Group Evaluation and Compromise Activity

 

Directions

 

 

 

 

 

There are five principal characters in the story below:

Abby
Carl
The ferryman
The merchant
The woodcutter


Working as a group, rank all five of these characters based on their moral behavior. (You may do so physically or in the
Moo). Put at the top of the list the name of the person whose actions are easiest to justify morally, and then put the other names below that name in the order of moral ranking. Explain your answers in an e-mail and send it to me - make sure that all th names of everyone in the group is on this e-mail! And the end of class we will present.

In a small coastal village, a girl named Abby once loved a man named Carl who was forced to leave her to care for his sick mother. Abby wanted to marry Carl but her parents refused to allow her to marry him, saying that she would have to wait until her older sister was married first. Her older sister would not be married for another two years.

Carl's parents lived on an island that could only be reached by a ferry. He promised to be faithful to Abby and that he would return to her in eight years. Abby loved Carl so much that she was determined to be reunited with him sooner than eight years. She went to the man who operated the only ferry that went to the island and asked him to take her. The ferryman said he would only make the trip to the island for a certain amount of gold. Abby was from a poor family and didn't have the amount of money the ferryman wanted. Abby begged the ferryman to take her to the island out of pity, but the ferryman refused. However, he did offer her second proposition. If she agreed to sleep with him one night, he would take her to the island the next day without charging her the gold.

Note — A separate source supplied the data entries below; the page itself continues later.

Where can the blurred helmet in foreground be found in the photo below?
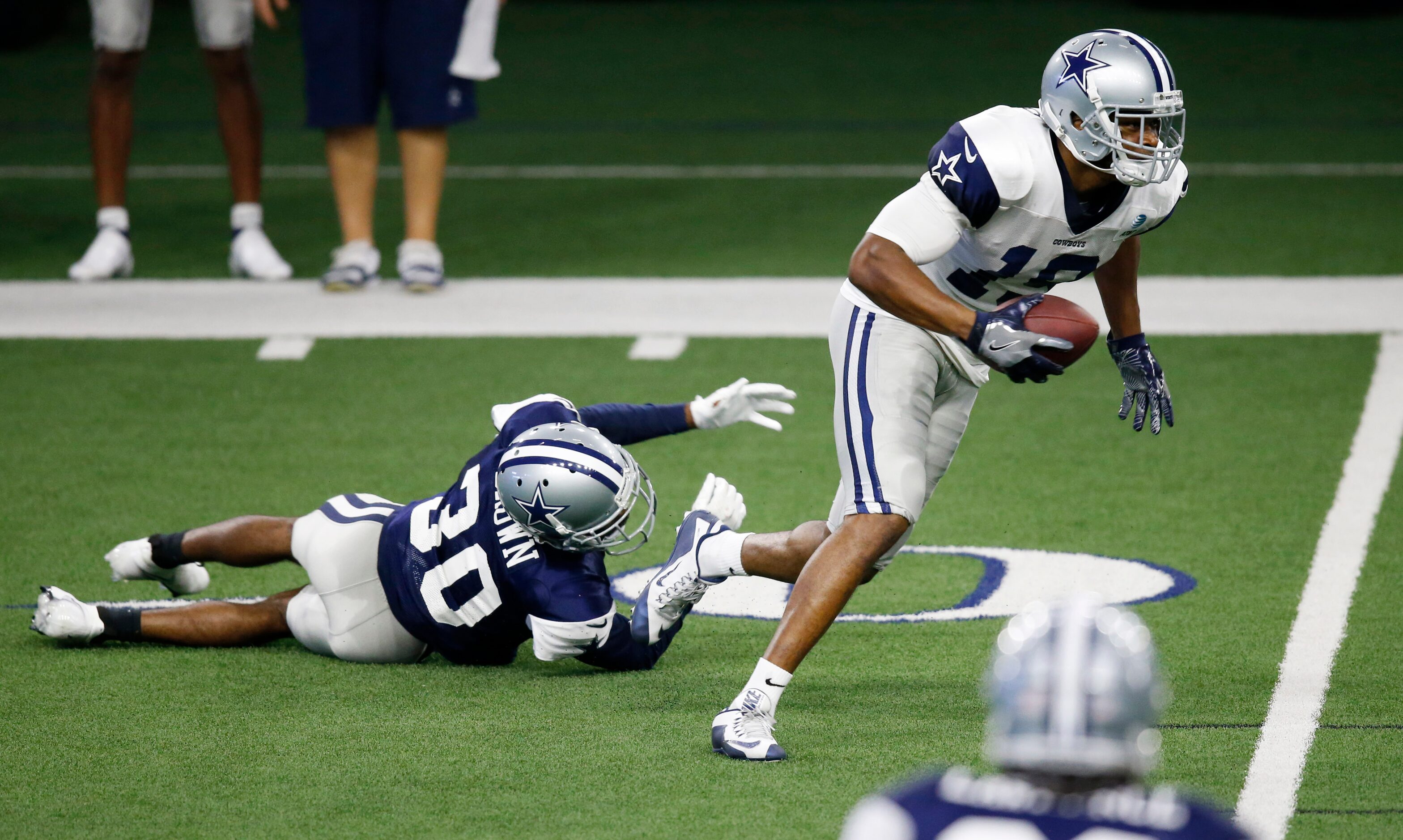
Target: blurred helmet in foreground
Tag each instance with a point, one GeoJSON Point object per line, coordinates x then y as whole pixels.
{"type": "Point", "coordinates": [573, 488]}
{"type": "Point", "coordinates": [1075, 692]}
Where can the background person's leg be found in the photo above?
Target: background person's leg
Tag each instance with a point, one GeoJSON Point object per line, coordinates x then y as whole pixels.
{"type": "Point", "coordinates": [423, 156]}
{"type": "Point", "coordinates": [110, 123]}
{"type": "Point", "coordinates": [354, 160]}
{"type": "Point", "coordinates": [240, 120]}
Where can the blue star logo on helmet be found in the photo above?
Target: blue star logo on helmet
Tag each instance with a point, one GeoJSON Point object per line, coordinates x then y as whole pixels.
{"type": "Point", "coordinates": [940, 170]}
{"type": "Point", "coordinates": [538, 509]}
{"type": "Point", "coordinates": [1078, 65]}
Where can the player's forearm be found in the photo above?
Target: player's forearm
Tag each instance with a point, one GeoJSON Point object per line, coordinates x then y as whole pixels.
{"type": "Point", "coordinates": [625, 424]}
{"type": "Point", "coordinates": [1118, 284]}
{"type": "Point", "coordinates": [887, 276]}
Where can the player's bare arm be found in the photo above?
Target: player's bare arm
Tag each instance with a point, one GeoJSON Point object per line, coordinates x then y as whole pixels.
{"type": "Point", "coordinates": [891, 280]}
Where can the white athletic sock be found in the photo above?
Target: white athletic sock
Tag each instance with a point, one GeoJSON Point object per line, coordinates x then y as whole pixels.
{"type": "Point", "coordinates": [768, 679]}
{"type": "Point", "coordinates": [720, 554]}
{"type": "Point", "coordinates": [114, 218]}
{"type": "Point", "coordinates": [246, 215]}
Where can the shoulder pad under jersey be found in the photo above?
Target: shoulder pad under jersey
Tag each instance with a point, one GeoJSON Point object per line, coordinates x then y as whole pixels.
{"type": "Point", "coordinates": [504, 412]}
{"type": "Point", "coordinates": [984, 163]}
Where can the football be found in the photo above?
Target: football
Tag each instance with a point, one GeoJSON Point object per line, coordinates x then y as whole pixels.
{"type": "Point", "coordinates": [1063, 319]}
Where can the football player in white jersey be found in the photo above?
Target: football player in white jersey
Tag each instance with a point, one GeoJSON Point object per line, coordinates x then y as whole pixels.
{"type": "Point", "coordinates": [1013, 203]}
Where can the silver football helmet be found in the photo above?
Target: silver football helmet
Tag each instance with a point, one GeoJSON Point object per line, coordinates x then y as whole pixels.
{"type": "Point", "coordinates": [1103, 81]}
{"type": "Point", "coordinates": [573, 488]}
{"type": "Point", "coordinates": [1075, 692]}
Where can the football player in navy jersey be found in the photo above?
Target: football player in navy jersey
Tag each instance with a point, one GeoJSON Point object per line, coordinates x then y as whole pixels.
{"type": "Point", "coordinates": [1013, 203]}
{"type": "Point", "coordinates": [1075, 699]}
{"type": "Point", "coordinates": [513, 550]}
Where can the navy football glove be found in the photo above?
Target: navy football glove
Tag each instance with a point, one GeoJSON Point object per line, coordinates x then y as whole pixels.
{"type": "Point", "coordinates": [1145, 386]}
{"type": "Point", "coordinates": [1001, 340]}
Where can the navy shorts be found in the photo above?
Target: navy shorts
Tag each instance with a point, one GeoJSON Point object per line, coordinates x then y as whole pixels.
{"type": "Point", "coordinates": [360, 51]}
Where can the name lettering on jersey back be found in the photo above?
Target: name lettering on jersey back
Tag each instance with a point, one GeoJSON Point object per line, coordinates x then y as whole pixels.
{"type": "Point", "coordinates": [517, 545]}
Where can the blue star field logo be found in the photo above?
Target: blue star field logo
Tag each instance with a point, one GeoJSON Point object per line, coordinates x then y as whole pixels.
{"type": "Point", "coordinates": [538, 511]}
{"type": "Point", "coordinates": [1078, 65]}
{"type": "Point", "coordinates": [949, 166]}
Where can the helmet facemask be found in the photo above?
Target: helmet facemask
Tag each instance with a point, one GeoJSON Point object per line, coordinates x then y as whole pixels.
{"type": "Point", "coordinates": [1137, 163]}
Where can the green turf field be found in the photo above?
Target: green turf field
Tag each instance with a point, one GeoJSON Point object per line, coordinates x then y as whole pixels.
{"type": "Point", "coordinates": [736, 83]}
{"type": "Point", "coordinates": [109, 441]}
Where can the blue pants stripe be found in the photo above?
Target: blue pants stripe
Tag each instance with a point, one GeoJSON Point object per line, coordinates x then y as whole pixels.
{"type": "Point", "coordinates": [848, 416]}
{"type": "Point", "coordinates": [865, 407]}
{"type": "Point", "coordinates": [337, 517]}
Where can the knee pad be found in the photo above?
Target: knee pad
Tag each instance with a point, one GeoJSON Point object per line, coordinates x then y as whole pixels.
{"type": "Point", "coordinates": [308, 622]}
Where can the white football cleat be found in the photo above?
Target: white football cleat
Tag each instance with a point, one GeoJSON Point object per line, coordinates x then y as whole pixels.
{"type": "Point", "coordinates": [420, 264]}
{"type": "Point", "coordinates": [65, 618]}
{"type": "Point", "coordinates": [251, 256]}
{"type": "Point", "coordinates": [354, 266]}
{"type": "Point", "coordinates": [110, 256]}
{"type": "Point", "coordinates": [678, 585]}
{"type": "Point", "coordinates": [748, 733]}
{"type": "Point", "coordinates": [132, 561]}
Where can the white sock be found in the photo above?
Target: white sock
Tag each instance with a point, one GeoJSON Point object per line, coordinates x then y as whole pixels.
{"type": "Point", "coordinates": [770, 679]}
{"type": "Point", "coordinates": [114, 218]}
{"type": "Point", "coordinates": [246, 215]}
{"type": "Point", "coordinates": [720, 556]}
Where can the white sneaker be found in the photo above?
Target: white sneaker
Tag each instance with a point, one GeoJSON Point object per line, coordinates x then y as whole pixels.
{"type": "Point", "coordinates": [132, 561]}
{"type": "Point", "coordinates": [420, 264]}
{"type": "Point", "coordinates": [65, 618]}
{"type": "Point", "coordinates": [748, 733]}
{"type": "Point", "coordinates": [110, 256]}
{"type": "Point", "coordinates": [251, 256]}
{"type": "Point", "coordinates": [678, 585]}
{"type": "Point", "coordinates": [354, 266]}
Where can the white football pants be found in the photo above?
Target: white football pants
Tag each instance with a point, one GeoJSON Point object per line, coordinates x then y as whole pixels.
{"type": "Point", "coordinates": [343, 612]}
{"type": "Point", "coordinates": [123, 26]}
{"type": "Point", "coordinates": [900, 410]}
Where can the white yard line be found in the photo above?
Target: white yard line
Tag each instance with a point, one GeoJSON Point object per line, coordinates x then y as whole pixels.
{"type": "Point", "coordinates": [660, 348]}
{"type": "Point", "coordinates": [1269, 797]}
{"type": "Point", "coordinates": [671, 172]}
{"type": "Point", "coordinates": [292, 348]}
{"type": "Point", "coordinates": [782, 308]}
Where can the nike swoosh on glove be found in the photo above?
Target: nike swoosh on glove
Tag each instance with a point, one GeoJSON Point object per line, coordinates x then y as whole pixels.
{"type": "Point", "coordinates": [743, 400]}
{"type": "Point", "coordinates": [1001, 340]}
{"type": "Point", "coordinates": [1144, 381]}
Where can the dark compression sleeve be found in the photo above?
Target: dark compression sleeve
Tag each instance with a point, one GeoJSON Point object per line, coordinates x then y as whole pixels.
{"type": "Point", "coordinates": [626, 424]}
{"type": "Point", "coordinates": [621, 653]}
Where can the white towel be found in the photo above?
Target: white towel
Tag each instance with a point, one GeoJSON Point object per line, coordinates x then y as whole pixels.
{"type": "Point", "coordinates": [475, 56]}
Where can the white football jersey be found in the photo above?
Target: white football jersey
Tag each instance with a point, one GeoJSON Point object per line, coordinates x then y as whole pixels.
{"type": "Point", "coordinates": [1022, 228]}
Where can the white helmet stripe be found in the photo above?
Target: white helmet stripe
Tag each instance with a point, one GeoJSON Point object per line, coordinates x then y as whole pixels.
{"type": "Point", "coordinates": [567, 456]}
{"type": "Point", "coordinates": [1156, 59]}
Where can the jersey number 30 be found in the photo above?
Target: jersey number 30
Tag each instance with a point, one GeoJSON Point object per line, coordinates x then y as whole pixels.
{"type": "Point", "coordinates": [466, 578]}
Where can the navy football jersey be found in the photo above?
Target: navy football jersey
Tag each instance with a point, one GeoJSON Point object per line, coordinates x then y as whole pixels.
{"type": "Point", "coordinates": [465, 578]}
{"type": "Point", "coordinates": [957, 806]}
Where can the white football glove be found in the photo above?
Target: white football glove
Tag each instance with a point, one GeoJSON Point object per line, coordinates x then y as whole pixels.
{"type": "Point", "coordinates": [743, 402]}
{"type": "Point", "coordinates": [720, 498]}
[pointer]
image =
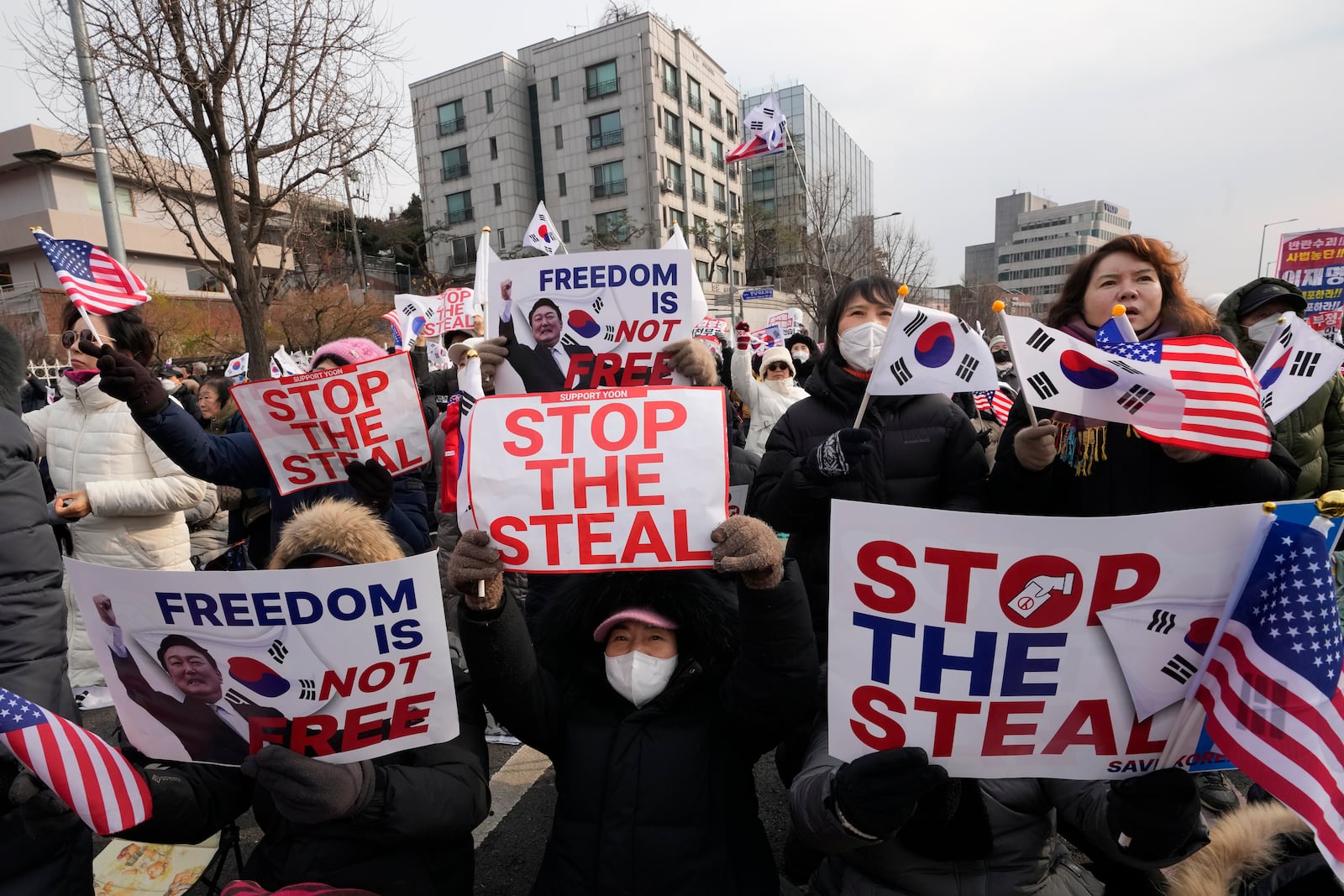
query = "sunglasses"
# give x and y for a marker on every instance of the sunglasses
(71, 338)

Abby was outraged and walked away from the ferryman. There was a merchant in the village who occasionally used the ferry, and Abby went to him to tell him what the ferryman said to her. He listened to her story attentively but told her that he wouldn't loan her any money for the ferry because he didn't know enough about her or her family to be certain that she could repay the debt. Abby begged the merchant again to loan her the money out of pity, but he refused and told her to leave and not trouble him any further.

Abby still longed to be with Carl and felt that she had no other choice but to take the ferryman's second proposition. She spent one night with the ferryman, and he took her to the island the following day exactly as he agreed. Abby decided to say nothing to Carl about having spent the night with the ferryman.

Carl was delighted to see Abby and asked her to marry him so she could stay with him and he could still care for his sick mother. Abby agreed to marry him and they both decided to marry in a week. In the meantime, the merchant made a trip to the island for business and told someone on the island a story about a woman who begged him to loan her money so she wouldn't have to sleep with the ferryman. Eventually, Carl heard about the merchant's story and questioned Abby to find out if the story was true. Abby confessed that she had slept with the ferryman. She told Carl that she wanted to be with him so badly that she was willing to do almost anything to reunite with him. Carl grew angry and told her that he could not marry her because the marriage would bring shame to him and his family.

Abby left Carl in tears and wandered away into a grove on the island and thought about committing suicide. A man on the island who was a woodcutter found Abby in the grove and listened to her story and tried to find words to comfort her. She continued to weep and said that nothing could bring her happiness again because her lover had rejected her. The woodcutter was moved to anger by the story and went to Carl's family's house and beat Carl to a pulp.